欠席の宴(うたげ)
5月29日(土)
ひと月ほど前、学生時代にお世話になった数年上の先輩から、数年ぶりに電話があった。
私たちの仲間が学生時代にお世話になっていた先生が、この3月で大学を退任されたので、久しぶりに、そのときの仲間で集まって、その先生のお祝いの会をすることになった。ついては、同期の仲間に声をかけて、参加を呼びかけてくれないか、と。もちろん、私にも参加をしないか、と誘われたのである。
「わかりました。でも、いいんですかね?僕なんかが参加しても…」
「え?どうして?いいじゃないの」
私は逡巡した。
電話をくれた先輩は、私が大好きな先輩であったので、久しぶりにお会いしたいなあ、という気持ちはあった。しかしそれとは別に、ひとつ大きな問題があった。
それは、そのお世話になった先生と私が、学説上の対立から、数年前に決別した、という事実である。
この出来事は、いまも私の心の中に、深く突き刺さっているトゲである。今でも私は、いろいろな意味で自分は間違っていなかった、と思っている。その一件以降、「もう、この先生とはお会いすることはないだろうなあ」と、思うことにした。
この一件については、その先輩もご存じのはずであった。いや、ほかの仲間たちの中にも、知っている人は多いはずだ。
その先輩は、数年前の一件は、あまり気にすることではないんじゃないの?というニュアンスで、「大丈夫でしょう」とおっしゃる。
まあ、考えてみます、といって、お茶を濁して電話を切った。
翌日から、同期の仲間に久しぶりにメールで連絡をとる。といっても、つきあいの悪い私は、同期の仲間の連絡先をほとんど知らなかった。そこで、顔の広い同期の友人に頼んで、連絡をつけてもらうことにした。すると、数名がその会に参加する、ということになった。
数日前。
「ところで、お前はどうするの?」
その、顔の広い友人が私にメールで聞いてきた。私は、
「実はこの日、用事があって参加できない」
と返事を書いた。
私は学生時代から、同期の中でもとりわけ「つきあいの悪い」人間として、通っていた。同期の仲間たちは、私を除いて結束がかたかった。おそらく今回も「なんだよ、あいかわらずつきあいが悪い奴だな」と私のことを思ったに違いない。

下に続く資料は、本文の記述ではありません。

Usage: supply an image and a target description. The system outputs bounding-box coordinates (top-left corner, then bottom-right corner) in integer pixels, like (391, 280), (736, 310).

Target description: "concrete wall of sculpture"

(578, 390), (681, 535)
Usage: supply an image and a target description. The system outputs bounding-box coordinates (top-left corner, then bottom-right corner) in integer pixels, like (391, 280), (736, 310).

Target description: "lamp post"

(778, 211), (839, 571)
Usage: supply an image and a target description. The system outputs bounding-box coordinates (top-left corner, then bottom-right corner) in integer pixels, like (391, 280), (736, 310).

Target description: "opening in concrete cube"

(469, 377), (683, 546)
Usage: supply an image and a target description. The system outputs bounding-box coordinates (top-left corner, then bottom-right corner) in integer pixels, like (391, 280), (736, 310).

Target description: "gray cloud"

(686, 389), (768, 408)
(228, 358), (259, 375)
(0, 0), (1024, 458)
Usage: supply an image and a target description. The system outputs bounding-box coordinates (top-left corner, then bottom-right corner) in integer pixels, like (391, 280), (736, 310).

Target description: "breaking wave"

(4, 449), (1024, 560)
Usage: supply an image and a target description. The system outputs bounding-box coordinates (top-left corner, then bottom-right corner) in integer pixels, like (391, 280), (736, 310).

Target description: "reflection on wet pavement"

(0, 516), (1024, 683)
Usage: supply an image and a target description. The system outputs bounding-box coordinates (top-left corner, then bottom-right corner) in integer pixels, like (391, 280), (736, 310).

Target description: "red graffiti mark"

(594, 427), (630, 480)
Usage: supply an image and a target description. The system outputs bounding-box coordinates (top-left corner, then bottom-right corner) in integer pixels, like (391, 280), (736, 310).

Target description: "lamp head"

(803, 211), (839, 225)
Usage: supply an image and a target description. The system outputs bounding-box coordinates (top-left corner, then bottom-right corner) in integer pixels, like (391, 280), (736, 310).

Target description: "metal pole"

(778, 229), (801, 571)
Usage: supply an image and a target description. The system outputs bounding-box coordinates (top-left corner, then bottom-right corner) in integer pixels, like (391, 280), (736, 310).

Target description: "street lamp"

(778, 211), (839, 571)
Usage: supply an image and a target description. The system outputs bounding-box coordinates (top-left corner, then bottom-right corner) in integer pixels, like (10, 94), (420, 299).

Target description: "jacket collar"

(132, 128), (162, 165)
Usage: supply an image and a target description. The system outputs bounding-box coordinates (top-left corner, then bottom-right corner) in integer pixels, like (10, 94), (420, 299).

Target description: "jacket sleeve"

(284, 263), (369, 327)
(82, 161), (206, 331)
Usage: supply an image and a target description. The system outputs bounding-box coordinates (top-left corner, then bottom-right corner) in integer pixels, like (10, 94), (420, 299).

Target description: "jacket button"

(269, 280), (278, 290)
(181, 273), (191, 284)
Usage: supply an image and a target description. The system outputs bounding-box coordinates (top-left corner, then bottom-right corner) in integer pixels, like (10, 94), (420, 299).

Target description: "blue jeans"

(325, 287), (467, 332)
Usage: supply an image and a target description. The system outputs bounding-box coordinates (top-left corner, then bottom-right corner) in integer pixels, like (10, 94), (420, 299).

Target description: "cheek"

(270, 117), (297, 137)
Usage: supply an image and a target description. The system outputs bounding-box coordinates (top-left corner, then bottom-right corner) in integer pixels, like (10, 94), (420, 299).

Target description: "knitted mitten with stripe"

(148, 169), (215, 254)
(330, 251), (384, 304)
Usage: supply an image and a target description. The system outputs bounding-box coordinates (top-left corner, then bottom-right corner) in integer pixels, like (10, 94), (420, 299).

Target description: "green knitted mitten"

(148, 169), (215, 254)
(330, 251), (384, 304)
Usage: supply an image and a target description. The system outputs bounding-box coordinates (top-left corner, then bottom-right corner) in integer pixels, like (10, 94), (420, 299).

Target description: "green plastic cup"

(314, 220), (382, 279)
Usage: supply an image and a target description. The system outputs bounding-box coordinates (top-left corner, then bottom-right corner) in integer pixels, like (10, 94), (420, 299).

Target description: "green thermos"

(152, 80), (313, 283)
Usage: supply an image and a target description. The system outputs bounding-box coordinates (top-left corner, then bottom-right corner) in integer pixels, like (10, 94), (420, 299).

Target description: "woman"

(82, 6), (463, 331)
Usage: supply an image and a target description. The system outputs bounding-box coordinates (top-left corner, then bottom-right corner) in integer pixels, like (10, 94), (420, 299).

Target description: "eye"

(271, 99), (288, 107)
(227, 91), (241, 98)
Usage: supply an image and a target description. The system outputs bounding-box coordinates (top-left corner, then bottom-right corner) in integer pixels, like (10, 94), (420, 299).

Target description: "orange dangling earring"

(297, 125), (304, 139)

しかしそれは仕方のないことであった。私が参加したところで、私自身が全く楽しめないことは明らかであったからである。久しぶりに会いたい人たちと再会するにしては、代償が大きすぎるのである。
そして、会の当日の5月29日(土)。
深夜、携帯電話の着信履歴を見ると、私に最初に電話をくれた先輩から、夜10時すぎに電話あったようだ。
おそらく、飲み会で盛り上がって、飲んでいる席から私に電話をくれたのであろう。
もし、そのとき電話をとっていたら、次々とその場にいた人とかわるがわる会話をしなければならないことは、容易に想像できた。
酒の席で、主賓の先生も、仲間たちも、その場にいない私の悪口を言っているかと思うと、ぞっとして、とても平静を装って、会話なんかできる状況にはなかっただろう。
翌日。
昨晩、電話をくれた先輩にだけは申し訳なかったと思い、携帯メールでお詫びのメッセージを入れた。昨日は電話に出られなくてすいませんでした、また機会をあらためてお会いしましょう、という内容である。
その中で、
「きっと私の悪口(?)で盛り上がったことでしょう(笑)」
と、冗談まじりで書いてみた。すると、ほどなくしてその先輩から送られてきた返事に、こうあった。
「せっかく電話したのに~(涙)。夕べは、くしゃみ出まくりでした?」
ああ、やっぱり私の悪口で盛り上がっていたんだな。